Cyber risk is increasingly on the agenda for all businesses. However, the professions, and in particular accountants, have been singled out by bodies such as The Department for Business, Innovation & Skills (BIS) as a particularly vulnerable group. Why is that the case and what can be done to manage cyber risk from a legal perspective in 2016?
“Cyber risk” is a collective term for business exposures arising from the loss or impairment of data. It can arise from the activities of third parties, such as hackers, insider fraud, or more mundane but equally serious problems such as technical failure or human error. The principle exposures are, briefly:
- business continuity issues/lost profits arising from disruption to business from the loss or corruption of data
- regulatory issues arising from the compromise of regulated data (principally personal, but also commercially or market sensitive data) including the cost of dealing with regulatory investigations and fines
- liability exposures to third parties (ie as a result of losing their confidential data or being unable to provide contracted services)
- the costs of notifying data subjects and providing remedial services, such as credit monitoring
- reputational damage.
In the context of cybercrime, accountants are currently in the spotlight as they (and other professional services) are said to be seen as the “soft underbelly” for cyber criminals. As traditional targets for cybercrime, such as financial institutions, tighten their security, criminals move their attention to service providers who may have access to the same sensitive data, and sometimes a “back door” to client systems, but may not necessarily have the same degree of sophistication when it comes to putting in place robust cyber security measures.
Typical issues depend on the size of the business involved. At the smaller end of the profession problems typically arise from straight forward issues such as lost laptops, keeping information in unencrypted format or simply failing to realise that they need to register as a data controller or processor for the purpose of the Data Protection Act. At the other end of the spectrum, large firms are targets due to the volume of commercially sensitive data to which they have access. Accordingly, whilst their security measures are generally more robust the consequences of a data loss or breach are more severe.
Factors to consider – pre-incident
From a legal perspective there are a number of steps which can be taken to reduce the risk of a breach, speed up the response, mitigate losses and ultimately justify the firm’s conduct to regulators or clients in the event of a breach. These include:
- data security policy review – ensuring that data security policies are up to date and are robust. Typically this will include issues such as confirming what regulated data is held, where it is held (in particular, even in a relatively small business with overseas clients or outsourced IT systems, data may be subject to regulation in a number of different jurisdictions) and ensure procedures are in place to minimise the amount of regulated data and safeguard it adequately
- breach response plan/readiness – (in conjunction with technical experts) putting in place an effective breach response and recovery plan. This will include issues such as confirming the location of critical assets, establishing the team in the event of a breach and looking at contractual issues such as counterparty exposures and service supplier arrangements to avoid unwelcome surprises in the event of an incident (see below). For firms who do not have access to an integrated breach response service or appropriate cyber insurance, that will also include identifying the team that they will call on in the event of a breach to provide breach management, IT forensics, legal assistance, public relations support and other ancillary services, such as notification services or credit monitoring. For some firms additional readiness training or exercises will be appropriate
- counterparty review – as well as questions of access and assistance in the event of a breach, there is a more general question of ensuring the adequacy of agreements, often based on precedents drawn up in the pre-digital age, to deal with a cyber incident. Where one’s own clients are concerned assessment needs to be made as to whether limits of liability are appropriate and whether the parties’ roles and respective responsibilities are properly defined. Conversely, in the case of a firm’s own service providers, it is necessary to ascertain whether contracts provide for adequate assistance and redress in the event of an incident.

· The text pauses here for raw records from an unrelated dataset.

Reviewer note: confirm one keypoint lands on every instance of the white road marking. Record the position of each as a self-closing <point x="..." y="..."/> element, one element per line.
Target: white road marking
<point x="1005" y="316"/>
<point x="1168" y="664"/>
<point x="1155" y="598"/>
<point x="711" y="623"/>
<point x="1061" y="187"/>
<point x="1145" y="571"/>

Factors to consider – post incident
Issues for consideration once an incident is underway include:
- notification issues: it is necessary to confirm what data is affected, what regulators might be involved (eg ICO, FCA, PCI or Stock Exchange) and whether notification is necessary or desirable. It will also be necessary to consider notification requirements in overseas jurisdictions. Finally, it will be necessary to consider whether any contractual obligation to notify a client or other third party who has provided data arises (under, for example, non-disclosure agreements)
- access issues: as mentioned above, legal input is sometimes required in obtaining access to data held by third parties such as data centres or other third parties, such as hosting providers. Other issues may arise in obtaining disclosure from service providers or employees who are thought to be implicated in a breach
- liability claims: breaches often give rise to liability claims. Although it is possible for data subjects to bring claims where they have suffered financial loss as a result of a breach (and potentially for distress alone following the recent Google v Vidal Hall decision), claims from commercial counterparties for failure to perform contractual obligations are a much more common, and usually more serious, issue the rest: a multitude of other legal issues potentially arise – it may be necessary to obtain an injunction to prevent the misuse of confidential information, misappropriated funds may need to be traced and employment law issues may arise, if the issue arises from the activities of an insider, to name but a few.